Then I took an interesting job in the exurbs and, in short order, bought a house in Reston to avoid the painful commute. The change was, literally, breathtaking. The first breath told me I was in a different place. There were trees and bushes all over; there was a lake next door with a spouting fountain; I could walk down a myriad trails without ever seeing a car. I did not know such a place existed except in some quaint European town.
Before I could settle down, however, I changed work and returned again to the big city orbit. Now in different countries. In Kathmandu I drove through cows and cattle to reach my office. In Abu Dhabi I drove through deserts to reach others’ offices. In Manila, I lived in a plush, gated community that fashionably called itself a ‘village’ but was located at the junction of two roaring highways. In Delhi, vendors hollered at passers-by to sell mangoes and curried peanuts. In Cairo, even the Coptic churches seemed all large, all noisy, and all seemed fun to me.
Then again back to Reston, after fifteen years.
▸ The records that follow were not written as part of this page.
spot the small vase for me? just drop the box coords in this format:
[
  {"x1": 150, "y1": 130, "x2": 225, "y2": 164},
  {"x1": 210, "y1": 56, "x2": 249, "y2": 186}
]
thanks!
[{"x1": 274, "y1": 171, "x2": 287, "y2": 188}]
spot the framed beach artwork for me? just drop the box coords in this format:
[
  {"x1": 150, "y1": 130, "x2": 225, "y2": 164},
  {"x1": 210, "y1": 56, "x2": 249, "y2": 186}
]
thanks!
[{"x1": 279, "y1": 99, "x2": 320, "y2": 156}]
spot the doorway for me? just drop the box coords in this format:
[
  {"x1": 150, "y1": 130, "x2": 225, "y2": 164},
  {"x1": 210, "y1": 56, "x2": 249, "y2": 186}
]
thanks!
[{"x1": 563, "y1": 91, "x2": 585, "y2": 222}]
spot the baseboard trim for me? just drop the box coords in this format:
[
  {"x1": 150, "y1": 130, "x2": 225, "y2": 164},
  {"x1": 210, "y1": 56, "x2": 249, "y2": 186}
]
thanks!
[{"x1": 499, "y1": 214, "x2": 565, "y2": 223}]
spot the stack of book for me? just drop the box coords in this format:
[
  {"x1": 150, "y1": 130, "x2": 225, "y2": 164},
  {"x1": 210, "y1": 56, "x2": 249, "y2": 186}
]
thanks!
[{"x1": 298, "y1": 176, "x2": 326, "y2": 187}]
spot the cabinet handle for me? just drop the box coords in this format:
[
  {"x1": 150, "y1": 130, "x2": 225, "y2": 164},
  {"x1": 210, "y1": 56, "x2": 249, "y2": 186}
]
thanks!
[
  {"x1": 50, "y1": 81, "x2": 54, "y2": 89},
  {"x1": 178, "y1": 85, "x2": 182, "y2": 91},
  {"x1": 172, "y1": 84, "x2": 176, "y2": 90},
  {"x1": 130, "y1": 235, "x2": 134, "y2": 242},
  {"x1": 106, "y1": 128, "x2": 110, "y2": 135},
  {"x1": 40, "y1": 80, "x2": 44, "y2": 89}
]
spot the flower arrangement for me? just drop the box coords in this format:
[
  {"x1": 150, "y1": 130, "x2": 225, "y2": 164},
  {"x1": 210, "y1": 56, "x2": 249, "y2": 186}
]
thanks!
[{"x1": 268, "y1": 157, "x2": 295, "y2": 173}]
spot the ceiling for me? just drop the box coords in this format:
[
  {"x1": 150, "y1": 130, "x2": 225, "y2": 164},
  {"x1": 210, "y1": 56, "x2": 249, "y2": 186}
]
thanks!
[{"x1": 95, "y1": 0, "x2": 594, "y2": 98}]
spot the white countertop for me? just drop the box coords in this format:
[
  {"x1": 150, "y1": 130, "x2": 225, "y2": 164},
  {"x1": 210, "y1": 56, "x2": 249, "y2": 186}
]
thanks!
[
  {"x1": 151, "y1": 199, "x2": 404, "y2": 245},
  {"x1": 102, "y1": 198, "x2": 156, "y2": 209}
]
In all these years, Reston had grown and changed. But it had somehow managed to retain its essential nature: an urban patch that tenaciously holds on to a pastoral charm, with swatches of green that surprise and please, a community of clusters that look after themselves and yet manage to have common interests and activities.
As important perhaps, the world had changed. The city meant a lot to me. Particularly what it offered. The theater has been a major force in my life from my childhood. I understand much less of music, but the variety of music, from classical to pop and jazz, thrills me. Libraries are an abiding source of joy; just to hold books, let alone browse or read them, gives me a delight I can’t explain. Above all, the clash of ideas excites me. I love to attend book launches where authors not only talk but also cross swords with bellicose listeners, think tank seminars where multiple speakers contradict one another or even simple lectures where speakers allow – or, thank Heavens, even encourage – contrary views in the garb of questions. I loved big cities for these.
But now you don’t need a city for these. Books, music, lectures, debates, all turn up in your study at the flick of switch on a glowing screen. Books you download, music you can see and hear performed better than in an auditorium, and seminars and debates you can play and replay on your television. Yes, you miss the sense of immediacy, the excitement of being at arm’s length of a Nobel winning author, but in reality you see more, hear better and can retain what you like.
Something else I hadn’t noticed. I had changed. I had begun to notice that there are things beyond books and ideas. Quiet, that improbable thing, meant nothing to me earlier. I had lived happily in rowdy, raucous cities like Kolkata and Manila. Now, suddenly, it seemed strangely refreshing to be in a silent space: to hear the rustle of leaves, a bird’s homing twitter, and late in the evening, absolutely nothing. Most absurdly, the two giant trees I see from my living room began to seem like old buddies, steady and majestic, with a message of perennial placidity. Now, in a mellow autumn, as the foliage around my deck changes to amber and gold, my heart turns unaccountably to a quiet tune I hadn’t known earlier.
Perhaps I am not a city man any longer.